Finding it impossible to persuade her, though, to open the door of the cabin, which was bolted and barred within, the skipper sang out to me to go on deck and ask Elsie Vereker to come down and try what she could do, thinking that the obstinate prisoner would doubtless recognise the girl’s voice and so, through her means, be made more amenable to reason.
No sooner said than done.
Up I went and down the companion-way. I returned anon accompanied not only by Miss Elsie, but by the colonel as well, Garry O’Neil, who hurried up the ladder after me with that intent, insisting on his coming below so that he could the better attend to his wounded leg, which had broken out again and needed fresh dressing, and after some little difficulty Garry got him down in safety.

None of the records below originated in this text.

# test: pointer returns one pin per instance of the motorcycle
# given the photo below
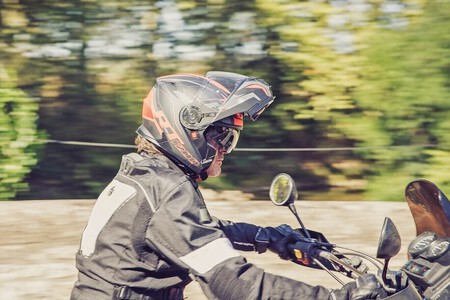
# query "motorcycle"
(426, 274)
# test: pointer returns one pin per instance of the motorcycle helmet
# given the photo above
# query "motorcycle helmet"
(182, 110)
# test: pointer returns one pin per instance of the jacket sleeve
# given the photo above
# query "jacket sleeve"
(183, 233)
(241, 235)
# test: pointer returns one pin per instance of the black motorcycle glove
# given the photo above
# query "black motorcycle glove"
(278, 239)
(366, 286)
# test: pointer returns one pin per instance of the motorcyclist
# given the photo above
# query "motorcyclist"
(150, 233)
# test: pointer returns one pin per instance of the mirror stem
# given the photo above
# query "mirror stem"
(294, 211)
(385, 269)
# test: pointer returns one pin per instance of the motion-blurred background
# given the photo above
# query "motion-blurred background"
(362, 87)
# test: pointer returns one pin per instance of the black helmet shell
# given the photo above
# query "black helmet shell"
(179, 108)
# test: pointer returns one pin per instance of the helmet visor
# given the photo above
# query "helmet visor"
(222, 137)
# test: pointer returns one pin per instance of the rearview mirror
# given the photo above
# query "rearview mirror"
(429, 206)
(283, 190)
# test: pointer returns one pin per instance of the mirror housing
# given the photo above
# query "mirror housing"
(390, 242)
(282, 190)
(429, 207)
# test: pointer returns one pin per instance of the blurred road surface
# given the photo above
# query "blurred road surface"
(39, 239)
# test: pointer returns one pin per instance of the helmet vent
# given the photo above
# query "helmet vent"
(191, 117)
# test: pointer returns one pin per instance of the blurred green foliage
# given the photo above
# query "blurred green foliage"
(368, 74)
(18, 134)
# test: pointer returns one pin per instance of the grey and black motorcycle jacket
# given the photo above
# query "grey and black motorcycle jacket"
(150, 234)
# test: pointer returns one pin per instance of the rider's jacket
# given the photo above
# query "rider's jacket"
(150, 234)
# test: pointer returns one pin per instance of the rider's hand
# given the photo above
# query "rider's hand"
(277, 239)
(366, 286)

Thanks to Elsie’s pleadings, Madame Boisson at length capitulated, promising to come out of her retreat as soon as she had had time, “to make her toilet.”
“By George!” exclaimed the skipper, overhearing this and turning with an ironical grin to the colonel, who had his leg upon a chair, and Garry bustling about him, busy with bandages, “she’s a true Frenchwoman, as I said at the first. Fancy, after being imprisoned there in that stuffy cabin for four and twenty hours and imagining herself and husband might be murdered every minute by a lot of pirate scoundrels, thinking of nothing but titifying herself, instead of thanking God for their escape and rushing out at the very first opportunity, eager to be free. Strange creatures!”
“Heavens!” exclaimed the colonel, smiling at the other’s outburst. “It is true, but they’re all alike, and I’ve seen a good many of them, my friend.”
Presently out sailed Madame Boisson, who I noticed was a middle-aged and well-preserved woman, attired in an elaborate dressing gown with a profusion of bows and ribbons fluttering about it, and with a good deal of pearl powder or some other cosmetic of that sort on her face, and her cheeks tinted here and there with—well, colour.
Despite her screams and hysterics, however, there was no trace of a tear in her twinkling black eyes, although her fat little husband, who ambled meekly in her train, betrayed signs of great emotion, his red face all swollen from crying, and otherwise looking like a whipped cur.
Madame made a most gracious salute to us all, and, glancing at me with a spice of coquetry, to which she was evidently not unaccustomed, was pleased to observe, that I was “un beau garçon.”